A new committee, though, will not only quicken the pace at which projects using Legacy money are finished, but also open up funds from the sale and lease of the city’s old electric utility to private businesses and nonprofit groups.
At Tuesday night’s City Council meeting, city officials presented the idea of a seven-member committee that would review applications for Legacy money.
While council members had some concerns about the committee and suggested some changes to the mayoral administration’s proposal, a resolution adopting the committee was approved in a preliminary vote and could be formally adopted next week.
Mayor Tom Henry would appoint three members of the committee, the City Council would appoint two more, and the mayor and council then would each appoint a resident.
City planner Sharon Feasel said the committee will be looking for projects that are well thought out, with a business plan in place and already shovel-ready – or close to it – while adhering to Legacy’s mission.
According to the Legacy website, those projects will have “catalytic investment, leverage additional resources, and directly benefit residents of Fort Wayne.”
“We’re looking for projects that are ready to go,” Feasel said.
Previously, council members or the Henry administration provided ideas for Legacy usage.
Some of these ideas were vetted by a task force that consisted of several subgroups, which played a part in an idea taking a long time to reach completion.

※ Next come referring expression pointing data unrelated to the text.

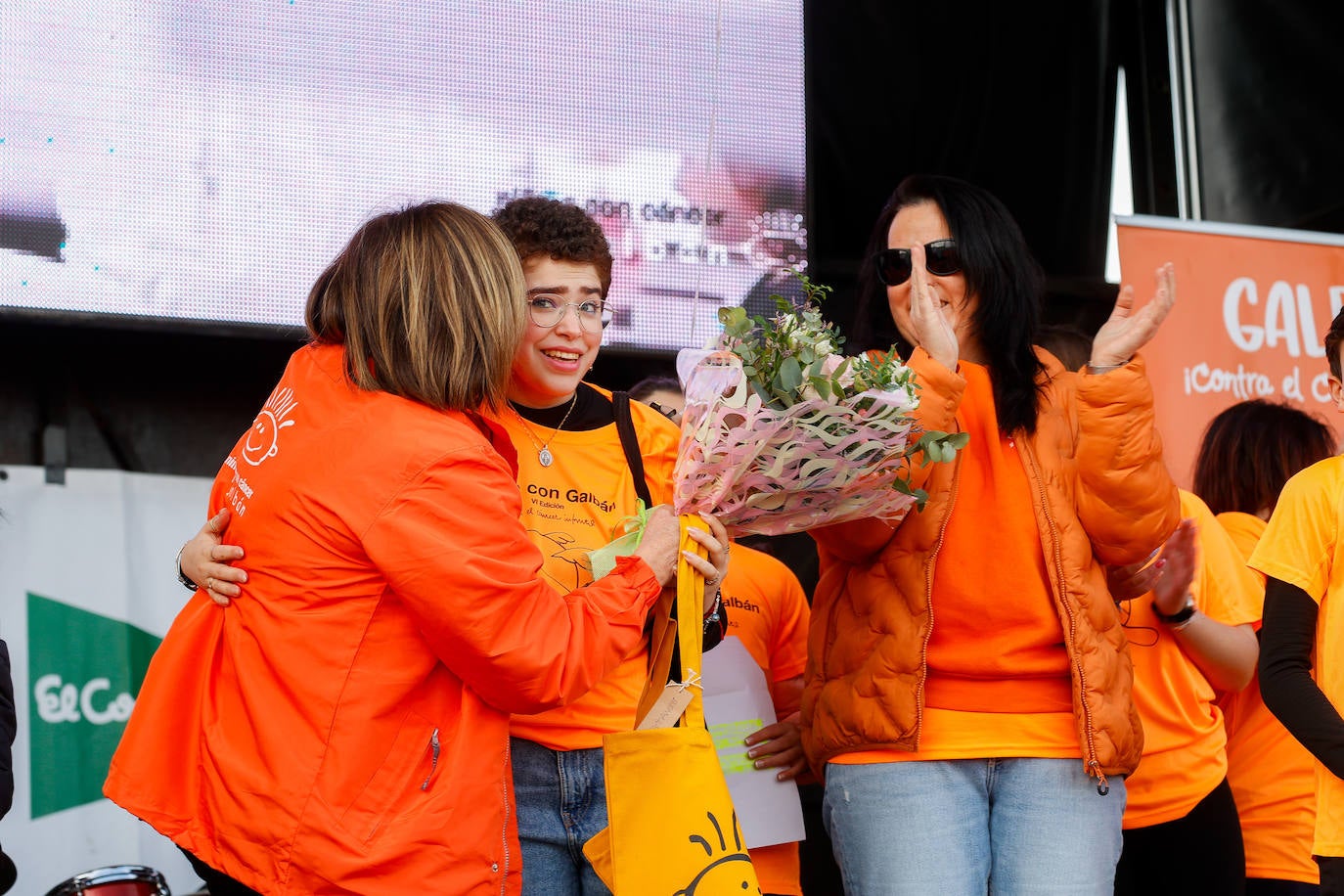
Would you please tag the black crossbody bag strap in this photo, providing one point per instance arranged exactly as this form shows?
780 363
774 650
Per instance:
631 445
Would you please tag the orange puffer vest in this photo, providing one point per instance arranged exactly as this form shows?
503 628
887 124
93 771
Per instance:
1100 495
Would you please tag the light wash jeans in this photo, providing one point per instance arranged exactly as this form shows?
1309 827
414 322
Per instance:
973 827
560 798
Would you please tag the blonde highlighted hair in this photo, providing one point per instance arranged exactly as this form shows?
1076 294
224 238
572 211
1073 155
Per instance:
428 304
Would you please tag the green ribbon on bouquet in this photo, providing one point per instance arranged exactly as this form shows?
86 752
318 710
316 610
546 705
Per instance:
604 559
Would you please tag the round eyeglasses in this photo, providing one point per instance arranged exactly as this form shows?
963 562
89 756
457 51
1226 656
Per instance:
547 312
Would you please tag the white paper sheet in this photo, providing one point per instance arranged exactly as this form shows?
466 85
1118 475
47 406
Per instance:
737 702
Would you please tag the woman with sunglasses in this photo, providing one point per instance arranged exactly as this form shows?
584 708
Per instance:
577 485
969 686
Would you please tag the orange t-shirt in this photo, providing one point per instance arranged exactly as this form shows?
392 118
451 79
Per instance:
999 681
1272 776
768 611
1301 546
568 510
1185 743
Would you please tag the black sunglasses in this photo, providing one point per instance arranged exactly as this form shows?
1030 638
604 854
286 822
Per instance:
941 258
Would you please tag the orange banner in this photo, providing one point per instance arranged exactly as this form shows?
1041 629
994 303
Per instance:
1253 306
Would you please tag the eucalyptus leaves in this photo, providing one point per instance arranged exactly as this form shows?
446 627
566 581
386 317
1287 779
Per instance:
781 432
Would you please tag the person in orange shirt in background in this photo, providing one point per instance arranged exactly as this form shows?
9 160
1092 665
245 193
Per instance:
1246 456
344 730
768 611
1303 633
1188 617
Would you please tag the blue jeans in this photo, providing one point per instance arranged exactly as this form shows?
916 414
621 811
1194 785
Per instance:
973 827
560 798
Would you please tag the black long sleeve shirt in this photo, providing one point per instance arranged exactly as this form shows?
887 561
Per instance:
1287 637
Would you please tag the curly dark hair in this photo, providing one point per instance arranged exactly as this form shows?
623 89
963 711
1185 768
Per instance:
1251 449
541 226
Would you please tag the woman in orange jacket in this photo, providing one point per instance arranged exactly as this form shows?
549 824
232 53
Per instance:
345 729
967 684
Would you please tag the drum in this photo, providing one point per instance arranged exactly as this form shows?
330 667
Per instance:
114 880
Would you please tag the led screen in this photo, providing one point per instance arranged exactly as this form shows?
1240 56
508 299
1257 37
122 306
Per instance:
202 161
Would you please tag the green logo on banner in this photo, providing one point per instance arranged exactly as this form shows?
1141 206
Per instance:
83 675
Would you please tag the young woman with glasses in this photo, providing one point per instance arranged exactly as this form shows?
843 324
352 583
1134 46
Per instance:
577 486
969 687
344 729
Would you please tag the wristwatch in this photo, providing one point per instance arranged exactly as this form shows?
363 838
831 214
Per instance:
1181 617
182 576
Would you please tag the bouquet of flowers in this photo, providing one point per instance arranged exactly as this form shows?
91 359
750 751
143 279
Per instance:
781 432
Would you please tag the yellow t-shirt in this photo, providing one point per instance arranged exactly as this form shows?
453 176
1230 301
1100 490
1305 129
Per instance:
568 510
1185 741
1301 547
768 611
1272 776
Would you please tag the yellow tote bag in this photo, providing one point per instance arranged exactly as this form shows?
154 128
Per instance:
671 825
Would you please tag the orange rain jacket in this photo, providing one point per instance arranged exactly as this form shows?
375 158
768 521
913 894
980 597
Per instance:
1100 495
343 729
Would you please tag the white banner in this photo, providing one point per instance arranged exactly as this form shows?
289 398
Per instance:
86 591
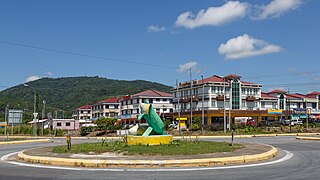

The council ultimately had to approve ideas with at least six votes for those projects to come to fruition, and that will not change.
“This will set a precedent for future councils,” said Tom Smith, R-1st.
“Legacy could last decades, and we don’t want people chipping away at it easily.”
So far, Legacy money has been used for riverfront improvements, the lighting of the Wells Street Bridge and the Indiana Tech Academic Center.
According to projections from the mayor’s office, the Legacy Fund will have $34 million in it next year and could have as much as $55 million available by 2019.